Spark also comes with several sample programs in the examples directory. To run one of them, use ./bin/run-example <class> [params]. For example:

./bin/run-example SparkPi

will run the Pi example locally.

You can set the MASTER environment variable when running examples to submit examples to a cluster. This can be a mesos:// or spark:// URL, "yarn-cluster" or "yarn-client" to run on YARN, and "local" to run locally with one thread, or "local[N]" to run locally with N threads. You can also use an abbreviated class name if the class is in the examples package. For instance:

MASTER=spark://host:7077 ./bin/run-example SparkPi

Many of the example programs print usage help if no params are given.

Running Tests

Testing first requires building Spark. Once Spark is built, tests can be run using:

./dev/run-tests

Please see the guidance on how to run all automated tests.

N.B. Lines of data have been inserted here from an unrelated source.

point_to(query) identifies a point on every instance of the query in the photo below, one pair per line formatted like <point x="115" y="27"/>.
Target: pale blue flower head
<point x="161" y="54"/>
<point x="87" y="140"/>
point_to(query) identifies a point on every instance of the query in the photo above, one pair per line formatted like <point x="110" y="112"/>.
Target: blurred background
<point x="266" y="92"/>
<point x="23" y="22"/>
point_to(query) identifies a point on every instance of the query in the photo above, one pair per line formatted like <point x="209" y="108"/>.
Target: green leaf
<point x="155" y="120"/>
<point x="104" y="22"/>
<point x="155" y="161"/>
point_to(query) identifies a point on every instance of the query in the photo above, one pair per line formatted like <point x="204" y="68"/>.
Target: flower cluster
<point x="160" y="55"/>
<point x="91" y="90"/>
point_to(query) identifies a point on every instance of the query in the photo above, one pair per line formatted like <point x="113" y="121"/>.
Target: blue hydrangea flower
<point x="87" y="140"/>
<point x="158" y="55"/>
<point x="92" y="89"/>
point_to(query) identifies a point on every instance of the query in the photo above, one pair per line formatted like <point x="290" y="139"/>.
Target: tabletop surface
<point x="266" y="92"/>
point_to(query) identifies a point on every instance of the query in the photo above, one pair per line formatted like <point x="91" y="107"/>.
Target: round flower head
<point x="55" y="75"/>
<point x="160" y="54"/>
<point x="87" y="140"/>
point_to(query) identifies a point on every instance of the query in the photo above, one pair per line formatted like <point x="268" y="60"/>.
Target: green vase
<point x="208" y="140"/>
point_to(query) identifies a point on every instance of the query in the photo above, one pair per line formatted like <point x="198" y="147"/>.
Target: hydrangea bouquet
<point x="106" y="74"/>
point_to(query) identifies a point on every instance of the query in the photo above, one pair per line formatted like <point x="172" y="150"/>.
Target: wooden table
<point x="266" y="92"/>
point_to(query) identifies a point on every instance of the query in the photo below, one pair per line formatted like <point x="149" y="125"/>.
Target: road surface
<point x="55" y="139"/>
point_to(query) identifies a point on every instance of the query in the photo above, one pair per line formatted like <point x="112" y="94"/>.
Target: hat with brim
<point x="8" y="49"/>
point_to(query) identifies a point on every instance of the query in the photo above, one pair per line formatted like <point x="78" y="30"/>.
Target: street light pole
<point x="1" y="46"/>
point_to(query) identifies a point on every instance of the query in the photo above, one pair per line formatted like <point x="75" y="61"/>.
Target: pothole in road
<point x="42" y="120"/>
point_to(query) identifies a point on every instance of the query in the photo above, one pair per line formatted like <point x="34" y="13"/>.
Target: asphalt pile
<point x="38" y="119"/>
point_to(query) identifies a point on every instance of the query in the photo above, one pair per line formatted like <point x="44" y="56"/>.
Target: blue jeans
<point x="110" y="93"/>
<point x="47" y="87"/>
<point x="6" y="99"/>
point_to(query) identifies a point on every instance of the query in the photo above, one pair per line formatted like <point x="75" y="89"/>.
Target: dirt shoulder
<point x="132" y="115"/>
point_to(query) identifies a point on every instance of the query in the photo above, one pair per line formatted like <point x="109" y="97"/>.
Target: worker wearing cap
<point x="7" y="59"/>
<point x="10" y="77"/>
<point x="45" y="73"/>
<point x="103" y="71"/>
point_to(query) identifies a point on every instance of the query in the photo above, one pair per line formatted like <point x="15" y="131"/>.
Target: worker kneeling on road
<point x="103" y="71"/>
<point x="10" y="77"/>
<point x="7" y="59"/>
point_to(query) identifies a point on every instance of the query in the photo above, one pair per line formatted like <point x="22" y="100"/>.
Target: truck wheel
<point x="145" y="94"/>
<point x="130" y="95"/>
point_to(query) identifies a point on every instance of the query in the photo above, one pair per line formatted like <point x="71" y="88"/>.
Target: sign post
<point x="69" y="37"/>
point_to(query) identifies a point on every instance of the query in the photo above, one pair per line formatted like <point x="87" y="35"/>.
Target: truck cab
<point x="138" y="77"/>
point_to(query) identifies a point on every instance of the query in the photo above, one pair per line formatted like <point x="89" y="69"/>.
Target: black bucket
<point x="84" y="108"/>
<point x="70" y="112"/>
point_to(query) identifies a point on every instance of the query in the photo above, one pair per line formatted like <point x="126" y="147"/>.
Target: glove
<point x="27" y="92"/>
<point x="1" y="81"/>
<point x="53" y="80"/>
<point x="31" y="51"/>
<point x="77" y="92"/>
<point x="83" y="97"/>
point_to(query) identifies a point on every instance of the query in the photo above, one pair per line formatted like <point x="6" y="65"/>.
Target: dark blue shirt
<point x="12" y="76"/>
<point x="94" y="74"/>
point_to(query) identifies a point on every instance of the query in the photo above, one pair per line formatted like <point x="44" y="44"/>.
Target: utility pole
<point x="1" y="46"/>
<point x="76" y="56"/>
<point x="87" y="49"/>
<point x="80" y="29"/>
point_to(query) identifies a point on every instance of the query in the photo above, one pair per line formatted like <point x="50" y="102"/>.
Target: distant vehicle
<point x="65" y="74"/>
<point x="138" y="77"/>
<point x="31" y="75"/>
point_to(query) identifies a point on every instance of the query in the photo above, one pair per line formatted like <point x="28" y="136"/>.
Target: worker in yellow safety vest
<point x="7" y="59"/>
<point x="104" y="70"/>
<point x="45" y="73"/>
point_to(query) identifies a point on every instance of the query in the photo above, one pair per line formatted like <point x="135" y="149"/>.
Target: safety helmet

A Note About Hadoop Versions

Spark uses the Hadoop core library to talk to HDFS and other Hadoop-supported storage systems. Because the protocols have changed in different versions of Hadoop, you must build Spark against the same version that your cluster runs.

Please refer to the build documentation at "Specifying the Hadoop Version" for detailed guidance on building for a particular distribution of Hadoop, including building for particular Hive and Hive Thriftserver distributions. See also "Third Party Hadoop Distributions" for guidance on building a Spark application that works with a particular distribution.

Configuration

Please refer to the Configuration guide in the online documentation for an overview on how to configure Spark.